Bien entendu, les défis sont tout aussi concrets. Plus on s’approche du marché réel des actions, plus les attentes des utilisateurs envers la CEX se rapprochent de celles qu’ils nourrissent à l’égard des produits financiers traditionnels. La plateforme doit prouver l’existence réelle des actions sous-jacentes, la transparence de leur garde et de leurs réserves, et maîtriser parfaitement des aspects tels que la distribution des dividendes, les scissions ou regroupements d’actions, la fiscalité et la liquidité.

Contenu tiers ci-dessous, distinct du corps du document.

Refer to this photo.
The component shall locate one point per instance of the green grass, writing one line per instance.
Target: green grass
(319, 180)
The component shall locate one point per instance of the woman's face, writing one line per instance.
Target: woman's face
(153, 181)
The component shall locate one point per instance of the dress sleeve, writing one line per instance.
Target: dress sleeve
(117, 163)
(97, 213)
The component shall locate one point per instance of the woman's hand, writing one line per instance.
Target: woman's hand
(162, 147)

En particulier, pour les produits tokenisés, la stabilité des prix et la disponibilité de la liquidité en dehors des heures de marché ou en cas de conditions extrêmes détermineront directement le niveau de confiance accordé par les utilisateurs.
2. L’issue finale ne sera probablement pas celle d’un remplacement mutuel, mais d’une convergence vers des « bourses panoramiques »

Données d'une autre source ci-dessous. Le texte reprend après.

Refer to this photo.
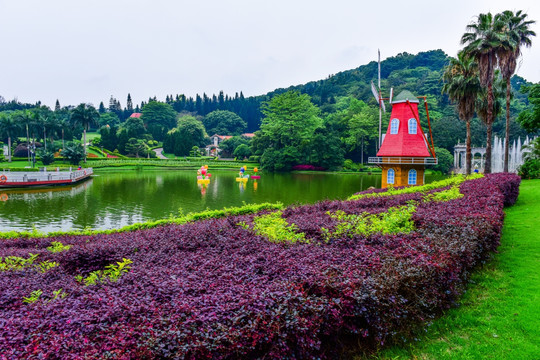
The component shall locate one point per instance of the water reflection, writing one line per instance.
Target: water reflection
(120, 198)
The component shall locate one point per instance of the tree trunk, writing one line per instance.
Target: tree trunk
(507, 135)
(489, 125)
(468, 156)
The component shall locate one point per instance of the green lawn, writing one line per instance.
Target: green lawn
(499, 316)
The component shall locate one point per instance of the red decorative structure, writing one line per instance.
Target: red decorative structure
(405, 150)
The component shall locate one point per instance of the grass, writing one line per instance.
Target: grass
(499, 315)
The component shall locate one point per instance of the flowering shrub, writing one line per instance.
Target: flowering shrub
(215, 289)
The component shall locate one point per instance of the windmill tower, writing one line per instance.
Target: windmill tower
(405, 150)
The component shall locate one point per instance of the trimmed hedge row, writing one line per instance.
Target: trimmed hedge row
(213, 289)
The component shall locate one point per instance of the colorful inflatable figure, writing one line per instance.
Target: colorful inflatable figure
(241, 176)
(202, 176)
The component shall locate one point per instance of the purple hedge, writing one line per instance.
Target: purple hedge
(213, 290)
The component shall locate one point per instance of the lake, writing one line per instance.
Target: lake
(113, 199)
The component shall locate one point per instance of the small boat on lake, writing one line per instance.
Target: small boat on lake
(16, 179)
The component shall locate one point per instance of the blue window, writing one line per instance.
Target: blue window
(412, 177)
(394, 126)
(390, 176)
(412, 126)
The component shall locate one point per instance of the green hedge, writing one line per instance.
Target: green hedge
(182, 219)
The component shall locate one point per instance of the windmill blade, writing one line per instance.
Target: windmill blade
(377, 94)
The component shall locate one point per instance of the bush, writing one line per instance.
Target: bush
(445, 161)
(47, 157)
(266, 285)
(530, 169)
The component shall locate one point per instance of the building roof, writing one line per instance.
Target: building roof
(403, 96)
(404, 144)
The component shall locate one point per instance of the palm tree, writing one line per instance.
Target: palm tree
(482, 107)
(463, 87)
(484, 40)
(86, 115)
(517, 34)
(8, 126)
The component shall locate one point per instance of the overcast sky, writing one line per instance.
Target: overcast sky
(85, 51)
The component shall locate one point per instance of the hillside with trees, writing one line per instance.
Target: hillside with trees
(344, 103)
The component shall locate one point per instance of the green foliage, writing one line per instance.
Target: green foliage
(223, 122)
(190, 132)
(34, 297)
(287, 130)
(445, 195)
(136, 147)
(445, 160)
(46, 265)
(134, 127)
(158, 113)
(394, 221)
(112, 272)
(57, 246)
(242, 151)
(58, 294)
(47, 157)
(276, 229)
(530, 169)
(359, 121)
(73, 153)
(228, 146)
(454, 180)
(182, 219)
(108, 118)
(17, 263)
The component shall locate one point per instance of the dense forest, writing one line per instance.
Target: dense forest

À ce stade, la tendance dominante apparaît clairement comme une convergence progressive entre finance traditionnelle et finance cryptographique.
D’un côté, les CEX cryptographiques ne se contentent plus du simple trading de crypto-monnaies contre crypto-monnaies. Binance a déjà établi une connexion directe avec des courtiers pour proposer des actions américaines, tandis que Bitget a explicitement défini sa stratégie comme celle d’une « Universal Exchange » (UEX, ou bourse panoramique), dont l’objectif est d’intégrer actions, or, devises et actifs cryptographiques dans un seul et même compte. De l’autre côté, les plateformes traditionnelles adoptent également la tokenisation : des courtiers tels que Robinhood ont déjà lancé des « actions tokenisées », et la Bourse de New York (NYSE) développe activement un système de trading d’actions tokenisées en continu 24h/24.
Cela montre que la tokenisation des actions américaines ne relève pas seulement d’une simple concurrence de produits, mais qu’elle marque une évolution profonde de la forme même des comptes financiers. À l’avenir, les frontières entre comptes de courtage, comptes cryptographiques et comptes bancaires deviendront de plus en plus floues.
À court terme, la capacité des CEX à grignoter la part de marché des courtiers traditionnels dépendra de la qualité de l’expérience utilisateur et des limites de la conformité réglementaire ; à long terme, la véritable compétition opposera ceux qui réussiront à devenir les premiers plateformes financières multi-actifs les plus efficaces.
C’est précisément cet aspect stratégique des actions américaines qui mérite toute notre attention chez les CEX cryptographiques. Comme l’a souligné Gracy Chen, PDG de Bitget, il ne s’agit pas simplement d’ajouter une nouvelle classe d’actifs à la gamme de produits, mais bien d’intégrer, grâce à la technologie blockchain, des actifs traditionnels dans l’écosystème cryptographique — et, plus fondamentalement, de permettre aux CEX cryptographiques de s’affirmer comme de véritables plateformes financières globales, capables de rivaliser avec les institutions traditionnelles pour la fixation des prix des principaux actifs mondiaux.